Monday, October 5, 2009

Cost of protecting Irish debt drops and Irish Bond spread narrows in wake of Lisbon

The cost of protecting Irish government debt and the Irish bond spread fell today on the first day of trading after the overwhealming vote in favour of the Lisbon Treaty.

The NO side said that Lisbon would not improve Ireland's financial position who do you believe now?

LONDON, Oct 5 (Reuters) - The Irish 10-year government bond yield spread over euro zone benchmark German Bunds tightened by 6 basis points on Monday, while the cost of protecting Irish debt against default dropped.

Meanwhile, the 10-year Greek government bond yield spread over Bunds also narrowed by 6 basis points.

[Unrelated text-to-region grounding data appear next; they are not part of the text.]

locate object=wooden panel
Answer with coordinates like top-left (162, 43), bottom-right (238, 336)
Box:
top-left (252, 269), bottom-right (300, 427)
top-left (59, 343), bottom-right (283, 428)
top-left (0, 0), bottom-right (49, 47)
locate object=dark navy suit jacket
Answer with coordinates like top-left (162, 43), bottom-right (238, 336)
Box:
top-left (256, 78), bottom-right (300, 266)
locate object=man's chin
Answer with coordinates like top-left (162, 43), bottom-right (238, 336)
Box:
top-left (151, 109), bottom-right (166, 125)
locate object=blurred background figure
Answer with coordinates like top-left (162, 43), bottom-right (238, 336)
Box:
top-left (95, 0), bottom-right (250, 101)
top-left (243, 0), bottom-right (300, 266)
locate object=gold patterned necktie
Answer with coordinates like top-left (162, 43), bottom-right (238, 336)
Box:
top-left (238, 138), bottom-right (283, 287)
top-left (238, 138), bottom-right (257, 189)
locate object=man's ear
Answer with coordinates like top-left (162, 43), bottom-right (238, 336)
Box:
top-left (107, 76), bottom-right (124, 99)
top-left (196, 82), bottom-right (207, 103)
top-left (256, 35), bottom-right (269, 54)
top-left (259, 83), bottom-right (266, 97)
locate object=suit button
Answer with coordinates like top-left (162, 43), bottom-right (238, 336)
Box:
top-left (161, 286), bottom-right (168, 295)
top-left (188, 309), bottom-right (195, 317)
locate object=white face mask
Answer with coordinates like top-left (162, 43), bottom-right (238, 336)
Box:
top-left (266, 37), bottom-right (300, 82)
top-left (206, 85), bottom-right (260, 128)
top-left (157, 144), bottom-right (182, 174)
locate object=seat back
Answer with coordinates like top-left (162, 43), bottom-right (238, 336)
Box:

These moves followed Irish voters endorsement of the European Union's Lisbon Treaty and a widely-expected change of government following Greek elections at the weekend.

Five-year credit default swaps (CDS) on Irish government debt contracted to 130.5 basis points from 138.5 bps on Friday, according to credit monitor from CMA DataVision.

It means the cost falls to 130,500 euros to protect 10 million euros-worth of Irish government bonds .

The 10-year Irish/Bund spread was last seen at 159 bps, retaining their position as the euro zone's highest-yielding sovereign debt, according to Reuters data.

The equivalent Greek spread
was last seen at 129 bps, the third highest-yielding after Slovak bonds.

The Irish and Greek yield spreads led other intra euro zone spreads to narrow.